12. For me the principle of non-contradiction is a logical first premise. Contradictory propositions cannot both be true in the same sense at the same time. That is why the Court has to be clear about the party to which it should attribute credibility, but it is not logical to describe everything without a final evaluation of the real facts. Consequently, if we are not able to know the facts we cannot derive a conclusion of no violation. Even though we are not a fourth-instance court, we need to base our decisions on reliable evidence, established beyond reasonable doubt.

13. For these reasons I cannot follow the judgment’s proposal that there is a new era in Kyrgyzstan and that the present case bears no relation to the 2010 events. In fact for the Kyrgyzstan Government, in the case of the second applicant, the accusation is indeed related to the events of 2010.

14. In a different connection, the Court usually asks the authorities of the Contracting Parties for guarantees in each concrete case that respect for the Convention rights will be ensured, indicating to them not to remove persons to countries where there are real risks of ill-treatment. In relation to diplomatic assurances and the criteria of our case-law in Othman (Abu Qatada) v. the United Kingdom (no. 8139/09, 17 January 2012), I find that in the case of Kyrgyzstan the relevant guarantees are not satisfied at all at present, more specifically under points (e), (f) and (g) in paragraph 100 of the judgment, which contains the following summary of the Othman case ‑ law in this connection:

“Generally, the Court will assess first the quality of assurances given and, secondly, whether, in the light of the receiving State’s practices, they can be relied upon.

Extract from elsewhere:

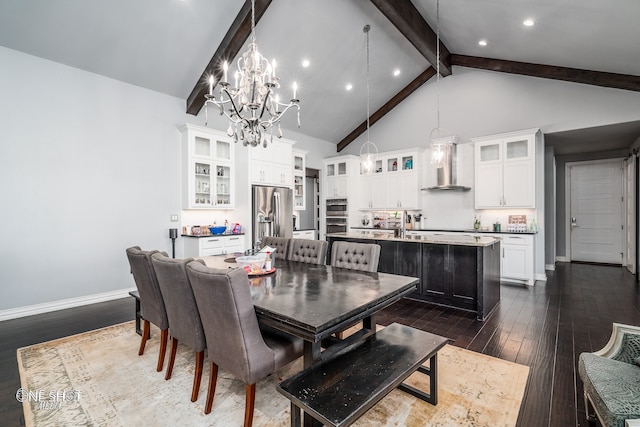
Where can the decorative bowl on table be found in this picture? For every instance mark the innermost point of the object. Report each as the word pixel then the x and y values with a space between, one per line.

In its analysis the Court has previously had regard to various factors, including among many others the following: (a) whether the assurances are specific or are general and vague; (b) who has given the assurances and whether that person can bind the receiving State; (c) if the assurances have been issued by the central Government of the receiving State, whether local authorities can be expected to abide by them; (d) the length and strength of bilateral relations between the sending and receiving States, including the receiving State’s record in abiding by similar assurances; (e) whether compliance with the assurances can be objectively verified through diplomatic or other monitoring mechanisms, including providing unfettered access to the applicant’s lawyers; (f) whether there is an effective system of protection against torture in the receiving State, including whether it is willing to cooperate with international monitoring mechanisms (including international human-rights NGOs), and whether it is willing to investigate allegations of torture and to punish those responsible; and (g) whether the reliability of the assurances has been examined by the domestic courts of the sending/Contracting State (see Othman (Abu Qatada) , cited above, § 189, with further references).”

Among the available material we have been able to read, the report of the third party ICJ (International Commission of Jurists), which has a serious and professional reputation, comments on the lack of real monitoring and submits that the domestic courts “relied on diplomatic assurances made by the requesting State, without scrutinising their adequacy”, also bearing in mind that Kyrgyzstan is not a party to the Convention (see paragraphs 74-75 and also the dissenting opinion of Judge Keller, paragraph 2).

15. On the basis of all these facts, in my view, there would be a violation of Article 3 of the Convention in the event of the applicants’ extradition to Kyrgyzstan.